31 August 2013

On Being of Good Use

My favorite author is John Irving, and one of my favorite Irving works is The Cider House Rules.   Moral complexities aside (of which there are plenty), the abundance of love, warmth, agony and humor make the story achingly dear to me. 

The central character is an orphan named Homer Wells.  If you saw the movie without reading the book, I hope you'll find the opportunity to get to know Homer in the pages of the novel. (Michael Caine was excellent as the ether-addicted abortionist Dr. Larch, however - his "goodnight, you princes of Maine, you kings of New England!" brings a lump to my throat every time.)

But Homer...Homer doesn't lend himself to adequate screen adaptation.  Much of what we learn about Homer is more easily imagined than depicted.  Homer's various deployments to hilarious and sometimes awful foster families create emotional twists, scars and character traits in Homer that could never be captured on film.

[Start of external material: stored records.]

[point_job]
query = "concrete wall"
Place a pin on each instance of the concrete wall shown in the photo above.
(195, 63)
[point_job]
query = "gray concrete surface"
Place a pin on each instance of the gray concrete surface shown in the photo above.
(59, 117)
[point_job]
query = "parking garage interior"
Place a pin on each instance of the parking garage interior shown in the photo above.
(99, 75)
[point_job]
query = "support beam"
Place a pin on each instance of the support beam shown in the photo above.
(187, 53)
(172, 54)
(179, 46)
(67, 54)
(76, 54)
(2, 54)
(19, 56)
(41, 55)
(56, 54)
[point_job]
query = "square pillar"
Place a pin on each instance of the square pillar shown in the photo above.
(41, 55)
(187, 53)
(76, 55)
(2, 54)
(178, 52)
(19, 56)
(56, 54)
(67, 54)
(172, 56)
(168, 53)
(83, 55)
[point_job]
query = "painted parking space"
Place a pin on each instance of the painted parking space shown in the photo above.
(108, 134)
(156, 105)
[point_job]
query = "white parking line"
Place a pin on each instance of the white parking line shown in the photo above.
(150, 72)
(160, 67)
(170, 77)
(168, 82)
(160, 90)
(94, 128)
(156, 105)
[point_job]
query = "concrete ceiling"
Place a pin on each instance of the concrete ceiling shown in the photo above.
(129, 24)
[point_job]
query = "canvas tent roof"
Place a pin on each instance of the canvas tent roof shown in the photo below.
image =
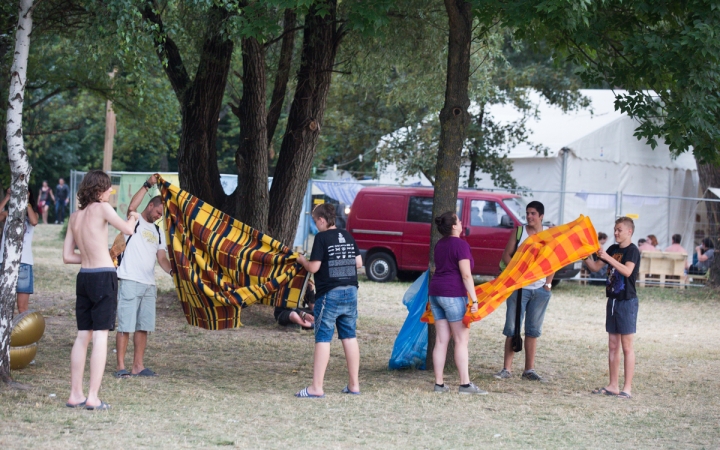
(556, 130)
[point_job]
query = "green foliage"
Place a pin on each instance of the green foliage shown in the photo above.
(665, 53)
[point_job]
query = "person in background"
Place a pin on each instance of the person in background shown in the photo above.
(62, 200)
(676, 247)
(25, 284)
(598, 274)
(44, 200)
(302, 316)
(650, 245)
(645, 246)
(706, 255)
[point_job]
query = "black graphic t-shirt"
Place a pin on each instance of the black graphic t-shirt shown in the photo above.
(337, 250)
(618, 286)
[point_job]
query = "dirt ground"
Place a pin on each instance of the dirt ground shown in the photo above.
(235, 387)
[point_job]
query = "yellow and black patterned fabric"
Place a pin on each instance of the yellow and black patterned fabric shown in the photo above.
(221, 265)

I love Homer Wells, but this post isn't about Homer.  It's about something I learned from him.  The aforementioned failures in foster care result in Homer's permanent residence at the St. Cloud's orphanage where he was born.  Homer belongs at St. Cloud's - thus, Dr. Larch affectionately advises Homer that he is expected to be "of use".

Being of use.  That's what I want to talk about.

USE[v. yooz n. yoos] verb, used, us·ing, noun (used with object)
1. to employ for some purpose; put into service; make use of: to use a knife. 
2. to avail oneself of; apply to one's own purposes: to use the facilities. 
3. to expend or consume in use: We have used the money provided. 
4. to treat or behave toward: He did not use his employees with much consideration. 
5. to take unfair advantage of; exploit: to use people to gain one's own ends.
 
When I apply the word to much of my experience on this side of heaven, my first sensation is shame.  I have used and ab-used family, friends, employers, food, whiskey, money, pastors, churches, clubs,  resources, yada, yada, and all with a singular purpose in mind....ME.  It has always been about ME.  My needs, my wants, my hopes, my desires, my expectations, my emptiness, my loneliness, me, me, me, me, me, me....me.  
 
I am sick to death of me.  And I think that's a good thing.
 
That famous prayer says:  "God, GRANT me the serenity..."  It doesn't say "teach me how to manufacture my own serenity" but I swear that's how I've been living it out for going on a half-century.  That's a long flippin stretch of exhausting self-centered living right there.
 
It occurs to me as I write this, that even this durn post is about me.  AAAAARRRGH!!  I can't get away from her!  Yet I'm learning - s..l..o..w..l..y - that she is actually not such a bad egg.  That everyone is human and on a journey from the cradle to the grave and sometimes it takes a while to realize why we are here.
 
I know why I am here now - to be of use.  (Don't get me wrong, lord knows I've been used in the past, and often with my full cooperation.)
 
I mean to be of GOOD use - my Creator designed me for this purpose.  How many barstools did I sit on wondering why He even bothered with me? - and now I get it, I completely get it. 
 
He loves every single person, believer or otherwise, and He fashioned us to care for each other - to meet each other's needs, whatever and wherever.  Absent that awareness, we (I) will always chase after a peace which eludes those whose perceived purpose is themselves.

Use me, Lord.  Please - make good USE of me.